Sichtlich geschockt von dieser Drohung saß Niccolò neben mir im Schatten des Palastgartens und berichtete von seinem letzten Treffen mit Cesare. Während ich ihm zuhörte, beobachtete ich Leonardo, der wenige Schritte entfernt zu den Türmen des Palazzo hinaufstarrte und mit zusammengekniffenen Augen die Schwalben beobachtete. Hin und wieder warf er die Skizze eines fliegenden Vogels mit weit ausgebreiteten Schwingen auf seinen Malblock – offensichtlich arbeitete er immer noch am Prototypen seines Fluggerätes.
»Ich verstehe Cesare nicht, kein bisschen«, seufzte Niccolò, der ebenfalls zu Leonardo hinübersah.

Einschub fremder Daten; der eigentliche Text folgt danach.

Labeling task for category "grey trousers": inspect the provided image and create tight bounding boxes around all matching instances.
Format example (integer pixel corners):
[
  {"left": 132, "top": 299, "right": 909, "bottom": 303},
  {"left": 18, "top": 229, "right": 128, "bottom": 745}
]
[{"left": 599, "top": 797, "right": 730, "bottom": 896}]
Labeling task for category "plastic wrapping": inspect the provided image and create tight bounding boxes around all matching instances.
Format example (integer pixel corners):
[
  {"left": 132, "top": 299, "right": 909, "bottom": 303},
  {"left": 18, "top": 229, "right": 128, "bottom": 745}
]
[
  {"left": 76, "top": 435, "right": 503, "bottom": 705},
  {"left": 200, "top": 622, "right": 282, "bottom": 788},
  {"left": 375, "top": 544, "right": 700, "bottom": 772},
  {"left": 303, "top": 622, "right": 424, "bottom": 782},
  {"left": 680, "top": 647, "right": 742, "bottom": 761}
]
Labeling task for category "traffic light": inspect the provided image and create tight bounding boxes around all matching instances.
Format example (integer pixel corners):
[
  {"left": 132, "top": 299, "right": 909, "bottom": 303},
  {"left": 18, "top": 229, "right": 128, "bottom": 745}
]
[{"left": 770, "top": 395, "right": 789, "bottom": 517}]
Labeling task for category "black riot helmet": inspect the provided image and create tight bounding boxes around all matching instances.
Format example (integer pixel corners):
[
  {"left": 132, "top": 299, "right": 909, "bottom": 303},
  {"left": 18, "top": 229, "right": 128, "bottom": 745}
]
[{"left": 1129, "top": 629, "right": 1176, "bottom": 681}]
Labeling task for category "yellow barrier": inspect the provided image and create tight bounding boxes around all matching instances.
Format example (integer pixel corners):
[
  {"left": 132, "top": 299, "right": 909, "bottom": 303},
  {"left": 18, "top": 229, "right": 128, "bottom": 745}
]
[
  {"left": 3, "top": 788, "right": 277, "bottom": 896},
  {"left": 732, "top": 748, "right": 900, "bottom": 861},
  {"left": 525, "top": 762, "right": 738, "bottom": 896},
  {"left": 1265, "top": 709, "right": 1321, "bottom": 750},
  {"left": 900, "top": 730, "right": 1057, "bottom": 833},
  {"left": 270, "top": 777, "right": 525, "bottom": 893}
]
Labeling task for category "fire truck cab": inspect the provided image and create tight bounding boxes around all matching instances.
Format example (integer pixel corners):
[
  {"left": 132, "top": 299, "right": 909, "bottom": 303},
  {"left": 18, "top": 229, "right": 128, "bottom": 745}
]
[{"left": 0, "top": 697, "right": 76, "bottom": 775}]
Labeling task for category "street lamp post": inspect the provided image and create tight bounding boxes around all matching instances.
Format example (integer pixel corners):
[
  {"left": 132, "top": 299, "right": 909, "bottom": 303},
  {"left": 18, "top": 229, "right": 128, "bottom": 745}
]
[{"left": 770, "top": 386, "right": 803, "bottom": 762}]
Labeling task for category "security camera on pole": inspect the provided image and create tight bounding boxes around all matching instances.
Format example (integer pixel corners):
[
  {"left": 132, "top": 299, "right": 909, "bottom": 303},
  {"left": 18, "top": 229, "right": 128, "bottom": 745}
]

Die beiden hatten sich vor zwei Tagen in Urbino kennen gelernt und verstanden sich auf Anhieb. »Ich dachte, er liebt dich. Aber er hält dich wie eine Gefangene. Als ich es wagte, ihn um deine Freilassung zu bitten, hat er mich zornig angefaucht, ich sollte mich gefälligst um meine eigenen Angelegenheiten und die der Republik Florenz kümmern.«
»Er wird mich nicht freilassen, Niccolò. Er hofft, dass Guido sich ihm ergibt, wenn er mich als Geisel behält«, erklärte ich so ruhig, als hätte ich mich mit meinem Schicksal bereits abgefunden.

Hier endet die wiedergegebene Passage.